Thursday, May 16, 2024

Rainy Daze.

5-16-24 SHORT HILLS: It’s been rainy and cool all week. The plants seem to love it. All the house plants have left the house for the yard this week, and we have tomato plants and herbs outside that will go to VT when we go up for the summer in June. 


We were at The Farm to get the veggies for VT—Sun Gold tomatoes—and basil and rosemary pots. We also got two rain gauges, one for NJ and one for VT. The NJ one registered 0.5 inches in the last two days.


We ate at Lorena’s in Maplewood twice last week. Once with Bebe and Ronnie and the other time with Bette and Lonnie. I had different food each time, and it was all good. Excellent actually. 


Mother’s Day was here, Judy put out an amazing spread for Alison’s and Val’s families, except for Anna and Gardner and Emmett, who were in Wisconsin for Gardner’s sister’s PHD graduation. The day was cool and rainy, so we couldn’t be outside.


New blooms: chokecherry, Catawba rhododendron. 

Purple rhododendron, [Catawba rhodo] flower partly open.
Tree peony about to open. The plant is distinct and different from the usual, herbaceous peony. I wrote about the peonies last post, but I thought I should provide pix.
Peony, herbaceous looks a lot like the tree peony, but the flowers are different.
Itoh peony is a hybrid of the tree peony and herbaceous peony, created by Mr. Itoh. This one is back for its second year, but without flower buds.
The bird house surrounded by flowers. I think I'll use this at the top.

Thursday, May 09, 2024

Mid-May.

5-9-24 SHORT HILLS: It was in the mid-eighties yesterday, but today it’s 68° and I’m in a jacket. Tomorrow is predicted to be rainy and in the fifties. 


Those tree seedlings I planted a few weeks ago are in trouble. The red oak that had leaves has been eaten to the ground by deer, and the other one has not opened up. Ten minutes worth of work for nothing. 

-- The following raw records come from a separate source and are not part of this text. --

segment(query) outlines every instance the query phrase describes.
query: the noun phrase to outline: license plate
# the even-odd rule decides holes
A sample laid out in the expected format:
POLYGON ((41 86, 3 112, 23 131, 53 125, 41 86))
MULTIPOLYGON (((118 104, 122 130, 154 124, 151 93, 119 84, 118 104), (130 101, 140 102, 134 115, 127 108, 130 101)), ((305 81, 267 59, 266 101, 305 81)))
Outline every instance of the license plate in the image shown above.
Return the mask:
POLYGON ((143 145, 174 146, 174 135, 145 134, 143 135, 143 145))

Both the peony and tree peony each have several buds on the verge of opening. The Itoh peony has put out a lot of foliage but no flower buds. This is its second year, so it gets a pass on not flowering.


The southern magnolia has dozens of flower buds just starting. The bird house has white spirea opening and lilac just starting. It might be gorgeous next week. 


New blooms: lilac, honeysuckle bush, red spirea.

First lilac cluster to open, the rest will quickly follow.
Wood hyacinth. The leaves have all been eaten by deer before the flowers appeared.
The bird house has lilac in back and white spirea in front might look great next week. The house wren is probably using the house, but I haven't seen her yet this year. She is very furtive.

Saturday, May 04, 2024

Flowers Galore.

5-4-24 SHORT HILLS: It’s cold again, I’m wearing a jacket when outside. The race to flower is on, I’m limping around with the camera trying to keep up with all the action. I did cut up some large dead fall, one big enough to make it to the wood pile.


The grass is lush and green and growing with vigor, it hasn’t looked this good for years. It might be due to lots of clover growing in the lawn. In our freedom lawn everything is welcome that is OK with being three inches tall—clover being one of the welcomed plants. Clover is a legume. Legumes are nitrogen fixers, taking nitrogen out of the air for their growth and leaving it in the soil. There’s an old adage, “Where clover grows, grass will follow.” The grass using the nitrogen left by the clover, better than using fertilizer.


New blooms: early rhododendron, double-file viburnum, chestnut, bridal wreath spirea, deutzia, burning bush, leuclothoue. 

One of the azaleas now in bloom.
Another azalea, this one in magenta.
This azalea defines red. Early rhododendron opens weeks before the others.
The chestnut tree has popped open.
Siebold viburnum bushes rival the small trees. That's a redbud tree in the backround.